On Monday, September 2, 2013 8:10:10 PM UTC-6, Nelson Morris wrote:
>
>
> ----
>
> Several of Yesod's responses to other items on the list are humorous in 
> there vagueness, but in my experience for clojure:
>
> 1.Injection:   Done by JDBC's prepared statements, and clojure.jdbc's use 
> of them
> 2. XSS injection:   Depends on templating.  Hiccup requires explicit `(h 
> ..)` calls.  laser is escape by default.  I am unsure about enlive, 
> clabango, or others.
> 3. Authentication & Session Management:  I've used friend for 
> authentication, and bcrypt for encryption.  lib-noir has some functions 
> that use bcrypt, but I've not used it. Session management can be specified 
> by the :store given to wrap-session, and defaults to a in memory store.  A 
> cookie store also exists that provides some protection against cookie 
> mutation.  Immutant provides a store that can work across a cluster.
> 4. Insecure Reference:  There is not a standard ORM or similar, so 
> handling only the correct parameters is up to you.
> 5. CSRF:  ring-anti-forgery provides a way to add CSRF prevention tokens
> 6. Security Misconfiguration: This seems to be the domain of chef, pallet, 
> puppet, capistrano or another deployment tool.  I'm not sure I want my 
> libraries to mess with deployments.
> 7. Insecure Cryptographic Storage: Use bcrypt.

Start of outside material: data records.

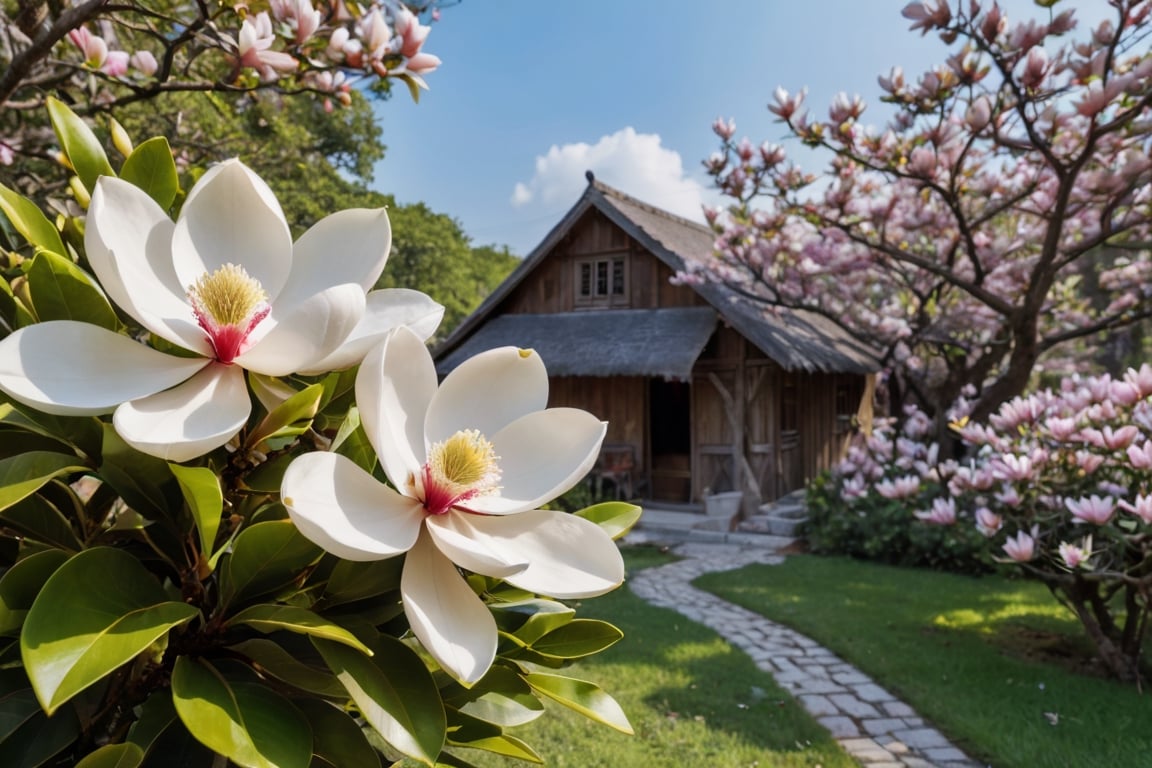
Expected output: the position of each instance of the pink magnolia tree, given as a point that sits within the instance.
(1000, 217)
(101, 55)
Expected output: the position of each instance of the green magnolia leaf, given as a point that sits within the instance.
(290, 418)
(80, 144)
(39, 519)
(395, 693)
(468, 731)
(23, 474)
(60, 290)
(39, 738)
(351, 442)
(501, 697)
(583, 697)
(615, 517)
(245, 722)
(270, 658)
(581, 637)
(530, 620)
(113, 755)
(151, 167)
(21, 584)
(273, 618)
(97, 611)
(30, 221)
(338, 740)
(204, 496)
(266, 557)
(360, 580)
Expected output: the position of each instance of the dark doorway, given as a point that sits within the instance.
(671, 440)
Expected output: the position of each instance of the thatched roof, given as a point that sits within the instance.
(796, 340)
(652, 343)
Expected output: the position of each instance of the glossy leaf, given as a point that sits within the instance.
(475, 734)
(40, 521)
(360, 580)
(30, 221)
(272, 659)
(395, 694)
(266, 557)
(204, 497)
(245, 722)
(60, 290)
(338, 739)
(113, 755)
(21, 584)
(80, 144)
(273, 618)
(581, 637)
(615, 517)
(39, 738)
(150, 166)
(24, 473)
(501, 697)
(290, 418)
(530, 620)
(97, 611)
(583, 697)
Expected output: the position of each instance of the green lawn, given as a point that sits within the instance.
(984, 659)
(691, 699)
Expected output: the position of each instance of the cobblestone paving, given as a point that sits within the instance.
(871, 724)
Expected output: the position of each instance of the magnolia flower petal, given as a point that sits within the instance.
(447, 617)
(128, 242)
(232, 217)
(393, 388)
(188, 420)
(361, 236)
(456, 538)
(309, 332)
(347, 511)
(568, 556)
(387, 309)
(542, 456)
(77, 369)
(486, 393)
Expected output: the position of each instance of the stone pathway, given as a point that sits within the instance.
(870, 723)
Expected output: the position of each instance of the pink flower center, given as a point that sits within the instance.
(228, 305)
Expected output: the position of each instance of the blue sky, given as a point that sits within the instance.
(533, 92)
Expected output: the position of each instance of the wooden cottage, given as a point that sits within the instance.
(704, 392)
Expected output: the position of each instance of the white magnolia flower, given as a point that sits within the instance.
(471, 459)
(224, 282)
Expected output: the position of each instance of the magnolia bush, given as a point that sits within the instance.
(241, 519)
(1058, 484)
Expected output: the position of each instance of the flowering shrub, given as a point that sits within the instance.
(1058, 484)
(287, 545)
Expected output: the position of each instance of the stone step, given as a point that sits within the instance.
(773, 525)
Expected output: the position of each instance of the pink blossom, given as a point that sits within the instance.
(1021, 547)
(1076, 556)
(942, 512)
(987, 522)
(1092, 509)
(1142, 508)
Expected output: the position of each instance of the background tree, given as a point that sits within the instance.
(1000, 218)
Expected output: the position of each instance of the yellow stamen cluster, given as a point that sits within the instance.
(464, 462)
(229, 295)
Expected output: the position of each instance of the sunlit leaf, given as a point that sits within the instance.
(395, 694)
(247, 722)
(583, 697)
(80, 144)
(97, 611)
(60, 290)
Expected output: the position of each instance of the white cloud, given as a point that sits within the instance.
(635, 164)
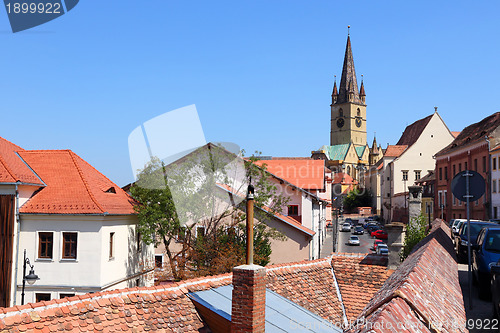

See 3.
> 8. Failure to Restrict URL access: I've used friend for authorization.
> 9. Insufficient Transport Layer Protection: I'd recommend letting your 
> front end server handle this and redirect to https.  I believe lib-noir has 
> a middleware that will redirect from http to https if needed. Consider 
> passing `:secure true` to `wrap-cookies` if you have an https only site.
> 10. Unvalidated Redirects and Forwards: Url generation is a weakspot in a 
> compojure based setup. For comparison, pedestal-service wrote its own 
> routing dsl and stores the routes in a way that allows url generation based 
> on the context passed in.
>
> I believe the use of many small libraries is what causes the lack of a 
> single spot for this documentation. I've picked up most of what I described 
> above by knowing the authors / what to google / asking + watching irc. 
>  That does seem like an unfortunate situation for anyone new to have to 
> learn.
>
> -
> Nelson Morris
>

Thank you to Nelson for compiling this list. Since it was posted a number 
of months ago, has anyone recently written or stumbled over a go-to site 
for security in Clojure web/non-web apps? The clojure-sec group seems to be 
dead, but let me know if we should take the thread over there.